First, imputed interest and all the crazy imputed income and gift tax problems generally do not apply when a loan totals no more than $10,000. However, watch out for this: The $10,000 limit applies to all outstanding loans between you and the lender, including those charging interest. But if the $10,000 rule does not help, you can turn to the $100,000 rule.
The $100,000 rule applies when the aggregate balance of all outstanding loans (interest-free or otherwise) between you and the lender is $100,000 or less. For income tax purposes, the amount of imputed interest is zero if the borrower's net investment income for the year is no more than $1,000. (Net investment income, which includes interest, dividends and certain royalties, but not necessarily capital gains, is the figure used to determine how much margin-account interest can be deducted on Schedule A.) Since most people who borrow money from family members are probably not sitting on large investment portfolios, imputed interest can generally be avoided.

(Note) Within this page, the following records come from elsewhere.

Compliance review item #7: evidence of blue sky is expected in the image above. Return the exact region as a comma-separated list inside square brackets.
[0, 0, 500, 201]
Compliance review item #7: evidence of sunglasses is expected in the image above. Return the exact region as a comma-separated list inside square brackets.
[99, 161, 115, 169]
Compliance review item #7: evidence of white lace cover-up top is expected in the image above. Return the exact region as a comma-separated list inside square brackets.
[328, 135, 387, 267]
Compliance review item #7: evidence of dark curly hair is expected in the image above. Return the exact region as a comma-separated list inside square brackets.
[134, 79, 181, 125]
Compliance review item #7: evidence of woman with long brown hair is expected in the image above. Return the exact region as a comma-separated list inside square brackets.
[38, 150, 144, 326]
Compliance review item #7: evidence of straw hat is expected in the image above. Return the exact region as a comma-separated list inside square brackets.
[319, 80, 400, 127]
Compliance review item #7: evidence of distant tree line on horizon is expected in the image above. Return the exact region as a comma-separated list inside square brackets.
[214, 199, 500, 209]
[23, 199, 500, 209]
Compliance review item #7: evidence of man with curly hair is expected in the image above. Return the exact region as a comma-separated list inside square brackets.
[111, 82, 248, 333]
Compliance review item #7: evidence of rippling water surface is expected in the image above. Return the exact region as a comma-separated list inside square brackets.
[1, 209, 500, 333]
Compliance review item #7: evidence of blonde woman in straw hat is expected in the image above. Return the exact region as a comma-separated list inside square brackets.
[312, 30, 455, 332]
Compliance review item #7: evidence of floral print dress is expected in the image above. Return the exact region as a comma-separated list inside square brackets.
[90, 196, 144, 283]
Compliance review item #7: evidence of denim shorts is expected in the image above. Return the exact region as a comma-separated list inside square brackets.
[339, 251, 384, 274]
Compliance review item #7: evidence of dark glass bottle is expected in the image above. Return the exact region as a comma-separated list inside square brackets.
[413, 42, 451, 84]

Under the $100,000 rule, when the borrower's net investment income exceeds $1,000, imputed interest is limited to the actual amount of investment income. Here is an example: If a mother lends her daughter $100,000 interest-free but the IRS sets an interest rate of 5 percent, then the mother would have to declare imputed interest payments of $5,000. But if the daughter's investment income is less than $1,000, the imputed interest would be zero. If the daughter earned $1,500 in interest income, the mother would have to pay taxes on only $1,500 rather than $5,000.
To qualify for the $100,000 rule, the lender must collect an annual statement that discloses the borrower's net investment income.